In 2000, he was charged with "endangering national security" for his writings about the Chain Murders in the late 1990s. He was sentenced to three years' imprisonment by Revolutionary Court on charges brought by the intelligence ministry and state television. His newspaper Faith was also banned and two of its editors also imprisoned. He served two years of that sentence, and one year was suspended.

In 2003, Judge Babayee of Branch 6 of the Revolutionary Court gave Baghi a one-year suspended term for "endangering national security" and "printing lies" in his book, The Tragedy of Democracy in Iran. Baghi received another one-year prison sentence for "acting against national security" on 15 October 2007, when he was summoned by Tehran's revolutionary court on the charges of "propaganda against the Islamic Republic" and "divulging state secret information". The Islamic Republic News Agency quoted an official who stated, "Baghi was doing his activities against national security under the cover of defending prisoners' rights".

Baghi's imprisonment was condemned by Iranian Nobel Peace Prize laureate Shirin Ebadi and by the Paris-based Reporters Without Borders. Amnesty International designated him a prisoner of conscience and campaigned for his release.

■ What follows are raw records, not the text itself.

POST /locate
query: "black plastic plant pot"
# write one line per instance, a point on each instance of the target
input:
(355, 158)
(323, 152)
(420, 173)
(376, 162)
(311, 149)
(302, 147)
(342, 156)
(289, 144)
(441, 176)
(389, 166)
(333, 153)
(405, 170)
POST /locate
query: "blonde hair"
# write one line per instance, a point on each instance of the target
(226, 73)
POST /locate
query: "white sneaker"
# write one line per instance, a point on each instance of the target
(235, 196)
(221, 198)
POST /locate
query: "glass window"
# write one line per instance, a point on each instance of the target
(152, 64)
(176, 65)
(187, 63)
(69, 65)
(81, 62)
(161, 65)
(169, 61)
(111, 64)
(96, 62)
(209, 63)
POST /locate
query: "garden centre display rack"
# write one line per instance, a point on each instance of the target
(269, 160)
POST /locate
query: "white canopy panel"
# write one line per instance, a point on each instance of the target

Baghi was among the numerous journalists and reformists detained by the government of Iran on 28 December 2009 in the wake of clashes between demonstrators and police at the Ashura protests. In August 2010, Baghi was sentenced to a year's imprisonment and a five-year ban on political activity. On 22 September, opposition websites reported that Baghi had been sentenced to an additional six years' imprisonment for "propaganda against the state" and other charges for having broadcast an interview with dissident cleric Hossein Ali Montazeri on BBC Persian. Amnesty International again named him a prisoner of conscience.

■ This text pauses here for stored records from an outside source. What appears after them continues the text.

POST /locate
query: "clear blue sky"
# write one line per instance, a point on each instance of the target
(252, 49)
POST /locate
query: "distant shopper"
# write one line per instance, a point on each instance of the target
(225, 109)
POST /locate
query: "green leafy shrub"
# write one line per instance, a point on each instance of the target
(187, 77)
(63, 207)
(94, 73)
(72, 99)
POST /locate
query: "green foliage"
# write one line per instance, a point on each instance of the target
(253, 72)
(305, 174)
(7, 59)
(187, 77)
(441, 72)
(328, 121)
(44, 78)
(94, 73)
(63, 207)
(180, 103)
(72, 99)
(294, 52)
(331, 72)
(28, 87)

Five years of the sentence was later overturned by an appeals court, and Baghi was released on in June 2011. In the months prior to his release, he and other prisoners went on a hunger strike to protest the deaths of dissidents Haleh Sahabi and Hoda Saber

== Homophobic views ==
On 27 January 2021, Emadeddin Baghi called a Conchita Wurst's photo "disgusting" on Twitter. Later in the same thread, he compared homosexual people with murderers and argued while homosexuals are disgusting, one can still defend their rights. Many Iranian scholars and activists reacted to his tweets, and argued that Emadeddin Baghi is a homophobic person who is not credible to be called a human rights activist. On 28 January 2021, Emadeddin Baghi's Twitter account was suspended due to his homophobic tweets.

==Organizations==

Emadeddin Baghi founded two Iranian nongovernmental organizations — the Society for the Defense of Prisoners' Rights in 2003, and the Society of Right to Life Guardians in 2005. The two organizations produce reports on the situation of Iranian prisoners and gather data about death penalty cases in Iran.

==Awards and recognition==
Baghi was awarded the Civil Courage Prize in 2004, sharing it with Zimbabwean opposition politician Lovemore Madhuku. However, he was prohibited from leaving Iran to accept it. The following year he won a human rights award from the French government.

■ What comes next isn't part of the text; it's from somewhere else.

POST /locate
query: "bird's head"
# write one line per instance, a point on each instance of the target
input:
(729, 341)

In 2009, Baghi won the Martin Ennals Award for Human Rights Defenders. This award is given annually in Geneva by a coalition of 10 international human rights organizations, including Amnesty International, Human Rights Watch and Front Line, to a leading defender of human rights who is currently in danger. The Iranian government again denied Baghi permission to attend the award ceremony.

==See also==
- Censorship in Iran
- Human rights in the Islamic Republic of Iran

== Family ==
Baghi is married to Fatemeh Kamali Ahmad Sarahi, with whom he has three daughters, including Maryam Baghi. In 2007, the two were given three-year suspended sentences and five years' probation for attending human rights training in Dubai three years before.